Il Good Chance Theater è aperto da tre mesi ed è gestito da un gruppo di volontari. Robertson proviene da Hull, in Inghilterra; un'altra volontaria, Amy Reade, viene da Londra e ha 18 anni. Questo è il suo 'anno sabbatico'.

Il teatro può accogliere circa 200 persone, ci vive un gatto che "tiene lontani i topi," e offre un ricco programma di attività, tra cui corsi di yoga, laboratori di circo, e letture di poesie.

"È uno spazio sicuro per esprimersi: raccontare storie, condividere esperienze," racconta Robertson. "Proponiamo attività per tutta la giornata, poi offriamo un evento serale come uno spettacolo teatrale, o una serata di musica acustica. Ogni settimana partecipano tra le 1.000 e le 2.000 persone."
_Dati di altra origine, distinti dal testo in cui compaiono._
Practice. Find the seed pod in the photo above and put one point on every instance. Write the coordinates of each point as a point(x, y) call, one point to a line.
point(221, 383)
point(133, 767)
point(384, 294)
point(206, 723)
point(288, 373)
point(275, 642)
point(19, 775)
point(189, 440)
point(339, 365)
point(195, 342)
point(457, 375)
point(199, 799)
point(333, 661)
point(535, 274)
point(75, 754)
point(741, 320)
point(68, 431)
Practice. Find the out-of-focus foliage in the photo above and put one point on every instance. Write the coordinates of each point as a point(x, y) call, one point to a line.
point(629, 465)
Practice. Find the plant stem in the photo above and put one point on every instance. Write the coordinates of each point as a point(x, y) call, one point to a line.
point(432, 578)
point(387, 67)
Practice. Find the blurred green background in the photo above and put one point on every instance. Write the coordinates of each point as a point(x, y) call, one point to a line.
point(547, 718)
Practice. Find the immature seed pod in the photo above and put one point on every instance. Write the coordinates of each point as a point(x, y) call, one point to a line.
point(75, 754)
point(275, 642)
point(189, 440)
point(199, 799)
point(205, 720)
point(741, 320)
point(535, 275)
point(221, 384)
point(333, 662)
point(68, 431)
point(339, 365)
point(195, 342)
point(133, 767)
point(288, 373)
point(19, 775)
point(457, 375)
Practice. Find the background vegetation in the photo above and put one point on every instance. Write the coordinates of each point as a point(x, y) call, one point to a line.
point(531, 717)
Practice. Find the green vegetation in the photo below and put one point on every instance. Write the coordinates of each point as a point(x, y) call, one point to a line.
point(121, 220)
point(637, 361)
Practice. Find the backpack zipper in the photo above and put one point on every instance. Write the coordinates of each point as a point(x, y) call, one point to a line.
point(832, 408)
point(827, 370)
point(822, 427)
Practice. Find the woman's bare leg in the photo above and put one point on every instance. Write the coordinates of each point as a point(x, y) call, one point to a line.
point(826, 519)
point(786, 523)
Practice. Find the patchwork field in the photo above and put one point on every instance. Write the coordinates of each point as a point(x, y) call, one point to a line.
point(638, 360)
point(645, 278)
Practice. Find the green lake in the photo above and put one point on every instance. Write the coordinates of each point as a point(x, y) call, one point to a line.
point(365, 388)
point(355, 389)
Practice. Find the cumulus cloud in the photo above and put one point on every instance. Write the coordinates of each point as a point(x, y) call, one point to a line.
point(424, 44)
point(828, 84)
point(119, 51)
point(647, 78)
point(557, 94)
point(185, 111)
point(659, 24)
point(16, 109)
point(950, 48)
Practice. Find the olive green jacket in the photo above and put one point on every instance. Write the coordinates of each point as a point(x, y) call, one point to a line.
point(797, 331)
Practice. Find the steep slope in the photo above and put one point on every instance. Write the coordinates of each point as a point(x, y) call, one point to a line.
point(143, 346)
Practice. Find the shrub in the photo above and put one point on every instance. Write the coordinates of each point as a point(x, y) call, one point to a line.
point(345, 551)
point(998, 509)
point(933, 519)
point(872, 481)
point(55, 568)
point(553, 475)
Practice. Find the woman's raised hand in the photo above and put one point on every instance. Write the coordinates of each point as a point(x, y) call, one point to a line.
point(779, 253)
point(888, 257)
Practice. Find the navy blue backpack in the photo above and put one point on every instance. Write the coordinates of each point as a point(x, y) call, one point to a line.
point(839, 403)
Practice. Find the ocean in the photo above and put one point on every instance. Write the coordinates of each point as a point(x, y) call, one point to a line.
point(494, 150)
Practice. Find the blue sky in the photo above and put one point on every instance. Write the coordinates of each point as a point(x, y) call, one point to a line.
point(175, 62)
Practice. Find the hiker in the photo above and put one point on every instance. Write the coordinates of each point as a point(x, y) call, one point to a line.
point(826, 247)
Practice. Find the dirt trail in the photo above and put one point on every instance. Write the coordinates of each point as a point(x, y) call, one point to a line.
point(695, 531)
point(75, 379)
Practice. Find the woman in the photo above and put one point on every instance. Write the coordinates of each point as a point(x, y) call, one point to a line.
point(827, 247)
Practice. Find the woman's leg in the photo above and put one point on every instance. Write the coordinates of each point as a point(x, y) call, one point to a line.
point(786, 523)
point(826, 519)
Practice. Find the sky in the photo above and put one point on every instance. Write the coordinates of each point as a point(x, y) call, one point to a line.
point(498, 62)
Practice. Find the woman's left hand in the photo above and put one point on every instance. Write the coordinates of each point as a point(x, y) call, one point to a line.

"Penso che i migranti abbiano bisogno di uno spazio dove si sentono accettati, in cui sono in grado di parlare e pensare e riflettere sulla loro situazione. Credo che esprimersi sia importante come il cibo, l'assistenza sanitaria e un tetto sopra la testa."

Persone di ogni nazionalità vengono qui per scrivere, leggere, suonare strumenti e recitare poesie, spiega Robertson. In una giornata-tipo, mentre in un angolo si svolgono le lezioni di inglese, il palco viene utilizzato per le prove.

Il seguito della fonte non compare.